Om andere DNA-beschadigende agentia te onderzoeken die een toename van Pvl in de exo-3 mutanten veroorzaken, evalueerden we of Pvl-vorming wordt versterkt door oxidatieve DNA-beschadigende agentia zoals ndx-1 (RNAi), ndx-2 (RNAi) en methyl viologeen (MV). NDX-1 en NDX-2 hydrolyseren 8-oxo-dGDP in 8-oxo-dGMP24,28. Dienovereenkomstig leiden ndx-1 (RNAi) en ndx-2 (RNAi) tot een toename van 8-oxo-dGDP in de nucleotidenpool. De aanwezigheid van 8-oxo-dGDP vermindert de 8-oxo-dGTPase activiteit van NDX-4, waardoor 8-oxo-dGTP zich ophoopt in de pool24. 8-oxo-dGTP wordt tijdens de DNA-replicatie in het DNA opgenomen, waardoor 8-oxoG in het DNA wordt geaccumuleerd24,28. MV genereert superoxide-radicalen, die vervolgens oxidatieve laesies in het DNA veroorzaken29. Eenmalige behandeling met ndx-1 (RNAi), ndx-2 (RNAi) of MV had echter geen effect op de incidentie van Pvl in de exo-3 mutanten. (gegevens niet weergegeven). Vervolgens hebben we onderzocht of, indien gecombineerd met de dut-1 (RNAi) behandeling, elke oxidatieve DNA-beschadigende agent verder versterkt de toename van Pvl in de exo-3 mutanten (Fig. 7a).
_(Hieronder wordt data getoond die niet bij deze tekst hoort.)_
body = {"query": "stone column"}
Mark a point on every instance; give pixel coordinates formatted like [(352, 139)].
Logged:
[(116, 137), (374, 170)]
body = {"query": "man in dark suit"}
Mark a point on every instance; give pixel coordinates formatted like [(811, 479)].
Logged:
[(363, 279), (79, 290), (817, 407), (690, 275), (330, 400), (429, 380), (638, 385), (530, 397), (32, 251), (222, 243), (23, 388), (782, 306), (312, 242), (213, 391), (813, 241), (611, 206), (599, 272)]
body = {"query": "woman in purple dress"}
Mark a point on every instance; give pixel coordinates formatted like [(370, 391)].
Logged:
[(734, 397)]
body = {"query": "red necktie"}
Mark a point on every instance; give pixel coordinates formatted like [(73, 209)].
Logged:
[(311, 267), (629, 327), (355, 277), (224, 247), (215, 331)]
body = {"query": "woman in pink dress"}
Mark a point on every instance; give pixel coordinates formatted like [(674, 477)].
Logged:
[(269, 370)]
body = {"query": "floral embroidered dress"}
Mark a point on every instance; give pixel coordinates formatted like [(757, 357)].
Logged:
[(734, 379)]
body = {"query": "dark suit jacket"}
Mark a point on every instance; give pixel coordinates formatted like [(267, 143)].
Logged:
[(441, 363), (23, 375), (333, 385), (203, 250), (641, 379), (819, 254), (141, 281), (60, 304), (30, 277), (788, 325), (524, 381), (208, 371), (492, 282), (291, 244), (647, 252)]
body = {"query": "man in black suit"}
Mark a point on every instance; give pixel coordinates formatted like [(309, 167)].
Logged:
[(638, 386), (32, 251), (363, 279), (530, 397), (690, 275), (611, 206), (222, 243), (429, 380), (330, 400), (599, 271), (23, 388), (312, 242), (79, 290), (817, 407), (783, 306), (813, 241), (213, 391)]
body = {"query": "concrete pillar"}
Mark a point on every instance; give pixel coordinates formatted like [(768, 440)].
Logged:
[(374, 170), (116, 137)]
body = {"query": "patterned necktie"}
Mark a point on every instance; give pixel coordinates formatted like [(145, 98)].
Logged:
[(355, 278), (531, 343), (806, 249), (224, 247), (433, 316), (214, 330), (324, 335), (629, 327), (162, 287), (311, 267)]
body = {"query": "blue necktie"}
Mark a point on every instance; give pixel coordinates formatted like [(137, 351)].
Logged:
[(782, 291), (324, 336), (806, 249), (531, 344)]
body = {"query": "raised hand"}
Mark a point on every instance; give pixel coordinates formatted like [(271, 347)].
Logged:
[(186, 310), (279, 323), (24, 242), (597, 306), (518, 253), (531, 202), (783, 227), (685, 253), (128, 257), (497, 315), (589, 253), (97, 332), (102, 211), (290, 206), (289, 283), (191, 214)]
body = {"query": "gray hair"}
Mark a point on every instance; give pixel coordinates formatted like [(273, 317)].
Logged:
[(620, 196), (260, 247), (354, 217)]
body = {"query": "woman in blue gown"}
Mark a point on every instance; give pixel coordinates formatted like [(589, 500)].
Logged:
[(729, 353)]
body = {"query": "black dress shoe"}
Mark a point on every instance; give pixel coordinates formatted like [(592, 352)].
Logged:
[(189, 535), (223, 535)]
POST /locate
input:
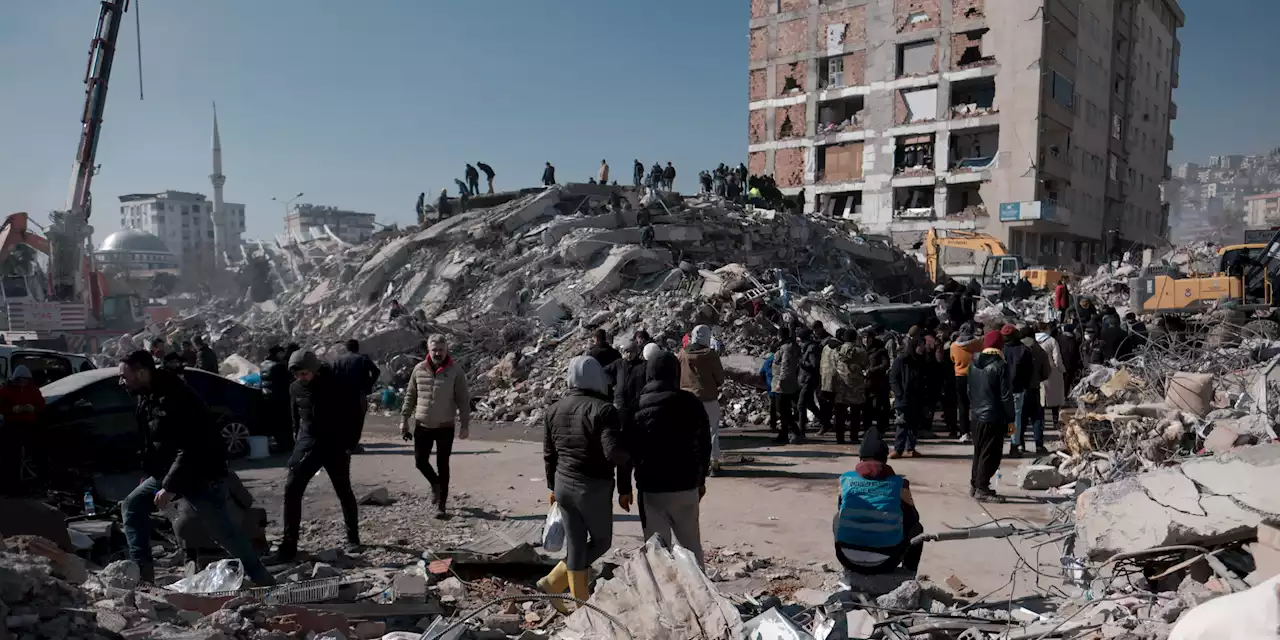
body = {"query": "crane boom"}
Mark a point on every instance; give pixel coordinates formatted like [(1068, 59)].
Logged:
[(69, 231)]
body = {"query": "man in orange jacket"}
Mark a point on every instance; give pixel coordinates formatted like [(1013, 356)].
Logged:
[(963, 350)]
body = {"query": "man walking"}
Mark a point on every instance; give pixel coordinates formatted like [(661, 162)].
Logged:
[(786, 385), (671, 449), (472, 181), (488, 174), (183, 456), (208, 359), (325, 439), (702, 374), (992, 397), (435, 400), (356, 378), (275, 396)]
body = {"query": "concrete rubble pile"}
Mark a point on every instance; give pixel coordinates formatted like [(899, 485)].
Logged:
[(519, 286)]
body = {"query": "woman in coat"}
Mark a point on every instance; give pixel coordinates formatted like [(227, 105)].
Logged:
[(1054, 389)]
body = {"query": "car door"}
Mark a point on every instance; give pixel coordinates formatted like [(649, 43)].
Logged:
[(95, 429)]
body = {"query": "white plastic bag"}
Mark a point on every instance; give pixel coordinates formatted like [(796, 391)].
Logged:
[(224, 575), (553, 530)]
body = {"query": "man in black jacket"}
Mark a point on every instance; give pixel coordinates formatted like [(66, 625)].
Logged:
[(325, 439), (183, 456), (356, 378), (992, 398), (275, 396), (671, 448), (208, 359)]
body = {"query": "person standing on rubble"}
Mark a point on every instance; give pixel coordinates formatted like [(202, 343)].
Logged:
[(876, 515), (472, 186), (1052, 392), (435, 401), (909, 382), (877, 407), (703, 374), (325, 438), (584, 457), (991, 391), (488, 174), (205, 353), (785, 384), (671, 452), (357, 374), (183, 456), (275, 396), (961, 353)]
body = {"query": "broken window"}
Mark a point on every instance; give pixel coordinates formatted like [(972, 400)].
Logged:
[(914, 154), (922, 104), (915, 58), (1063, 90), (913, 201)]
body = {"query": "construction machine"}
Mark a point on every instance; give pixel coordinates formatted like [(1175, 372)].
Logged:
[(1000, 269), (74, 297)]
Elke geteste behandeling versterkte de toename van dut-1 (RNAi) geïnduceerde Pvl in de exo-3 mutanten met ongeveer 10% (Fig. 7b), wat suggereert dat oxidatieve laesies in het DNA ook een toename van Pvl kunnen veroorzaken.

In in vitro experimenten bleek NTH-1 een zwakke DNA-glycosylase activiteit te bezitten ten opzichte van 8-oxoG in DNA, naast zijn veel hogere activiteit ten opzichte van oxidatieve pyrimidine laesies30. We vermoeden dus dat de hogere toename van dut-1 (RNAi)-geïnduceerd Pvl door de bijkomende oxidatieve middelen afhankelijk is van de activiteit van NTH-1. Hoewel we de afhankelijkheid van het fenotype van NTH-1 bevestigden, veranderde NTH-1 deficiëntie het aandeel van wormen die Pvl vertoonden niet (Fig. 7b).